The team identified and set out explicit goals for soil conservation, water quality regulation, climate regulation, and biodiversity conservation from existing international agreements.

They then used existing models and global datasets describing soil erosion rates, carbon storage, important biodiversity areas, and wetland and riparian areas, identifying what total area of the terrestrial land surface was required to achieve these goals.

Professor Martine Maron says that this level of conservation was ambitious, but could be achieved in a variety of ways beyond simply establishing more formal protected areas.

“Creating more and better protected areas is great, but we must also create strong policy on deforestation, integrate nature with productive land uses, and support sustainable land uses that don’t deplete natural capital,” Maron says.

“Such management can and should co-occur—and be driven by—people who live in and rely on places where natural and sustainably managed vegetation remains in place.
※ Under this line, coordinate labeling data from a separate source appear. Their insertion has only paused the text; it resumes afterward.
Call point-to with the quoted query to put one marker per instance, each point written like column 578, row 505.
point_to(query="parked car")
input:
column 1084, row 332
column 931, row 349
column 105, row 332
“And this must be complemented by restoration and appropriate management of more human-modified environments if our global goals are to be realized.

“Restoring areas that have become degraded aligns with another of the key targets in the new framework.”

The researchers hope that their findings make their way to policymakers around the world.

“Everyone needs to understand that we cannot afford to lose much more of what we have left,” Maron says.

“Governments, conservation NGOs, business, and the public all need to get on board, and collectively we can rally to save what’s left while there’s still time.

“We ask a lot of nature—it regulates our climate, maintains clean water, stabilizes soils, and supports all the species we share the planet with—so let’s work together to make sure we can continue to rely on these ecosystem services for generations to come.”

The research appears in Conservation Biology.